This week I finished the recording of ‘A Good Liar’ and here are a few things I learned, in case you fancy doing it yourself.

  1. Find a good studio with a decent mike and a proficient engineer. Mine was the Music Farm in Egremont, only 20 minutes from home,mf-studio7 and exactly what was needed.
  2. Abridge if you need to – definitely consider the number of CDs, cost of duplication and packaging, and the consequent price.
  3. If you’re not using CDs, consider whether all your potential customers/listeners will have the necessary new technology at their disposal or within their confidence boundaries.
  4. Once you have the text you want, print it out, double spaced and in good dark quality. Number all the pages.

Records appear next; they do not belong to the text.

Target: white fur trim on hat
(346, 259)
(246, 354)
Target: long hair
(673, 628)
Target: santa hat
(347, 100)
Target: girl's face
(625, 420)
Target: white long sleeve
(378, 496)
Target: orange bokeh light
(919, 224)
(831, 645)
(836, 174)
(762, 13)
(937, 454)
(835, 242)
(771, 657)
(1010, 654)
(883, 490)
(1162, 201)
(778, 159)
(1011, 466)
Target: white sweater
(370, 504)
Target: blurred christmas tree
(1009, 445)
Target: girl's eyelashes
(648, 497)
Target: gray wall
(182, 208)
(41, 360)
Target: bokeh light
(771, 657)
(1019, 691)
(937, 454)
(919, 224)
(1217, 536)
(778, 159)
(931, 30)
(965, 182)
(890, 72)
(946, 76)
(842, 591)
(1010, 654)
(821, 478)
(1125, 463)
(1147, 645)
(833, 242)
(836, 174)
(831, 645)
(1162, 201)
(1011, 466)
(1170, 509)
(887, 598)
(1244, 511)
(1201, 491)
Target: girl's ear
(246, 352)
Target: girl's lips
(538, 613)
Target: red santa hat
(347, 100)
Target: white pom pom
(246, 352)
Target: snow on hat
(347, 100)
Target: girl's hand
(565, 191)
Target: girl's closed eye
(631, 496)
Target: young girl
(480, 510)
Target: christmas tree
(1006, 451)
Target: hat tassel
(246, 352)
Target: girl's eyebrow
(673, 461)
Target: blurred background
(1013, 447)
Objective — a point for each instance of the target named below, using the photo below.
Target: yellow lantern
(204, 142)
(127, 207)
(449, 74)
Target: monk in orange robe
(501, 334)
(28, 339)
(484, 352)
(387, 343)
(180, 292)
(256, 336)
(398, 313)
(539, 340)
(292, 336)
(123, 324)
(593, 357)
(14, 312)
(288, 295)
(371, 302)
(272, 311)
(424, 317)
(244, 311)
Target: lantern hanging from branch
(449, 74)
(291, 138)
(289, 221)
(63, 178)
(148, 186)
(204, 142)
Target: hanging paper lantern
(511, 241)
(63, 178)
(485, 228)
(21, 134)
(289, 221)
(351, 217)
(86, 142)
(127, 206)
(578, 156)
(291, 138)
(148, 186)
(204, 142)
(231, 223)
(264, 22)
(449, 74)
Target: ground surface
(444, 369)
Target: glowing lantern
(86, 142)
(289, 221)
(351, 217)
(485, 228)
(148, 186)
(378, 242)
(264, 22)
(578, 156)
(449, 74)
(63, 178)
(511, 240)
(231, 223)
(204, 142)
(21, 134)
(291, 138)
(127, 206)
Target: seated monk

  5. Read and rehearse, marking up your script with prompts about where to take a breath or a longer pause, and alerting yourself to difficult words or phrases. The fewer times you have to stop and re-record, the quicker the process, with less studio time and lower costs. Rehearsal before you go to the studio is key, at least twice and more for difficult passages.
  6. Do all the sound checks, wear the headphones and get used to them.
  7. In front of the mike, use a stand and arrange your pages in such a way that you can work through them without having to stop each time you need to go the next page. A very good mike will pick up every sound, so practice doing this until you can do it confidently without making a noise or stopping. It helps if each page ends at the end of a paragraph when you would be pausing anyway.
  8. Have water at hand, you’ll need it.
  9. If you make a mistake as you read, or if you’re not entirely happy with the way it sounds, stop and re-record straight away – much easier than going back to it. If you need to stop frequently, don’t worry about it, just keep going. Afterwards, however, think what made you hesitate or stumble and try to correct it before the next session.
  10. Concentration is key to both the technical quality of the recording and the feeling you can put into the text. This is where recording your own story is so effective, if you can do it well. You know everything there is to know about the story and that will come through.